Superfood: Avocado

Posted in Nutrition

Avocados are rich in Vitamins (K, C, B5, B6 and E), Folate and Potassium. This mix of richness is enclosed in about 160 calories per 100 grams of fruit. It also has about 2 grams of protein, rich in fibers and with 15 grams of healthy fats; it’s very low in saturated fats.

Avocados are richer than bananas in the percentage of potassium you can get. And that is about 14% of the daily dose of this important mineral with 100 grams of this fruit. Potassium is one of the essential macrominerals and it’s responsible for the maintenance of activity of the heart and muscles, protection against muscle mass loss and preservation of bone density.

The monounsaturated fatty acids present include oleic acid that has been linked to the ability to reduce inflammation and cancer preventing benefits.

Learn a different and delicious take on the classical Guacamole in a creative recipe by Stacey from

Avocado with Tomato, Coriander and Mustard Seed Salsa


  • 4 ripe avocados
  • juice & zest of 1 lemon (lemon zest set aside)
  • sea salt

For the tomato salsa:

  • 1 cup of cherry tomatoes
  • 1 cup of finely chopped fresh coriander
  • 1/2 cup of finely chopped fresh mint
  • 1 tab of ghee
  • 1 tspn of black mustard seeds
  • salt and pepper to taste
  • juice of 1/2 lemon, or to taste
  • lemon zest from 1 lemon
  • optional – a small fresh green chilli, finely chopped

Cut each avocado in half, remove the pit, and scoop out the flesh into a bowl. Add the lemon juice and salt. Mash the avocados a bit with a fork, or for big quantities a potato masher works well. Don’t overdo it – you want the mixture to be quite chunky.

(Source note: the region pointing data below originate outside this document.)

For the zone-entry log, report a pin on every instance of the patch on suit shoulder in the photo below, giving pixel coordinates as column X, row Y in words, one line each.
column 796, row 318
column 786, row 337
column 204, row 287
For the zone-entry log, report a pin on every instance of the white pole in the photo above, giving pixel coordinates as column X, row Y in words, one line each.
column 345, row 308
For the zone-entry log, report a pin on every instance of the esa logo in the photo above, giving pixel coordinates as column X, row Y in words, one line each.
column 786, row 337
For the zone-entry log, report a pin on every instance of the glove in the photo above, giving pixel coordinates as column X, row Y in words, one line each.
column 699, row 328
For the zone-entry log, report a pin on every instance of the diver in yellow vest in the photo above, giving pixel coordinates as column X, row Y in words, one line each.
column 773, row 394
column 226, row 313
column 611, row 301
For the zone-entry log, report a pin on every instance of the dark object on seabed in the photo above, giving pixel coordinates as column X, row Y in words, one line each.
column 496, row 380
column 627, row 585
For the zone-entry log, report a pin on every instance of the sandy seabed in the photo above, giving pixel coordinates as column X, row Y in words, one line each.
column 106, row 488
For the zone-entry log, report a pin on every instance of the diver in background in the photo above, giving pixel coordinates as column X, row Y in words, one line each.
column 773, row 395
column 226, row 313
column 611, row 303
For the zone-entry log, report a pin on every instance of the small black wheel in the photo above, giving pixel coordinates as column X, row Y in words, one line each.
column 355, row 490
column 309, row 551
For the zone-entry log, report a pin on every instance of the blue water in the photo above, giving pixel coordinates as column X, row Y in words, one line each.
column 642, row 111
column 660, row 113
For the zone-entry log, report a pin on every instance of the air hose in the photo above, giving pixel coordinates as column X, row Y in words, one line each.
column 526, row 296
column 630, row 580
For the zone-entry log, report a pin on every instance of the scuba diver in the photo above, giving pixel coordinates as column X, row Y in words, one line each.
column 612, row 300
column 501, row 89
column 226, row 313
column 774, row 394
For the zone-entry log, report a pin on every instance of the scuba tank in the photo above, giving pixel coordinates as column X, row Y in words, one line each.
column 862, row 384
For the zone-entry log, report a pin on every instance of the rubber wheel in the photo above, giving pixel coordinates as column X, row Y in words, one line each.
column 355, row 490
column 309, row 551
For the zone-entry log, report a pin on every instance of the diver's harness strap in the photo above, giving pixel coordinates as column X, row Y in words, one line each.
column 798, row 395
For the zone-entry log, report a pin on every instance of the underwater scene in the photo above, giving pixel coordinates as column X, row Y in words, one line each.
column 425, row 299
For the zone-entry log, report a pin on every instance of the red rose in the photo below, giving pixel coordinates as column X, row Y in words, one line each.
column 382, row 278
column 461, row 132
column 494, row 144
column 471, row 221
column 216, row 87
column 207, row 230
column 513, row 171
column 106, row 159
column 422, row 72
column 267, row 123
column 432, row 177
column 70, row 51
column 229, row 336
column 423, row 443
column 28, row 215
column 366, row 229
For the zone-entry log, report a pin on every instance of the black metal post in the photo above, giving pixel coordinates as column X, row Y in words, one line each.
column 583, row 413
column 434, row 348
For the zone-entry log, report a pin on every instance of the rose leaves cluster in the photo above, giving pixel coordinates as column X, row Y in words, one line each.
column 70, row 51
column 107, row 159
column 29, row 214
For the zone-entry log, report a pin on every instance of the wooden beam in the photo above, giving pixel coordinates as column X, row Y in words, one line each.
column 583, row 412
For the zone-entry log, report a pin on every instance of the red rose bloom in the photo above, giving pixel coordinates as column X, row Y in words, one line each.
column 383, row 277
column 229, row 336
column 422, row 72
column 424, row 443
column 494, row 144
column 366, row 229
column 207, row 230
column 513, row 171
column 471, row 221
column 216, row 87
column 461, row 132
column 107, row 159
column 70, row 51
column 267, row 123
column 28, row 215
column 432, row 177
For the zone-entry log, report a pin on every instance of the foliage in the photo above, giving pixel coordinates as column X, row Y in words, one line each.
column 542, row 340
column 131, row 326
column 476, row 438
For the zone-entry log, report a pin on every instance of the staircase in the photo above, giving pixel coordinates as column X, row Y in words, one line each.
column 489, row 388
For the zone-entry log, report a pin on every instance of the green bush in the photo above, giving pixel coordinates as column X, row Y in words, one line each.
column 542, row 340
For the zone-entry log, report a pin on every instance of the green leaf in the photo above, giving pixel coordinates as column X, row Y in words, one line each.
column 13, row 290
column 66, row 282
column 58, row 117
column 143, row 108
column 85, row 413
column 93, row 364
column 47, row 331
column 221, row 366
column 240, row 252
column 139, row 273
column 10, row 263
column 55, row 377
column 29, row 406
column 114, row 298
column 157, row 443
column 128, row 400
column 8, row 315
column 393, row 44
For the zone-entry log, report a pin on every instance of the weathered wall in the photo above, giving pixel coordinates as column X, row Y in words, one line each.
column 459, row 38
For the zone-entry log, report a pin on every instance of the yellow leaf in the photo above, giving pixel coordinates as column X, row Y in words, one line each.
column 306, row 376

Set aside.

Chop the tomatoes into small pieces. Finely chop the fresh coriander and mint and then add to the tomatoes in a small bowl, combining until evenly mixed. Add salt and pepper to taste, and squeeze generously with lemon.

Place the avocado mixture on a flat plate. Using a spoon, create a hole in the center for the tomato salsa to sit in. Scoop the tomato salsa into the center of the plate.

Heat the ghee in a small pan. When hot, add the mustard seeds and if using, the finely chopped chilli. When the mustard seeds start to spatter and pop turn off the heat and pour it over the tomato salsa. Sprinkle with the lemon zest. Enjoy with crackers or slices of your favorite bread.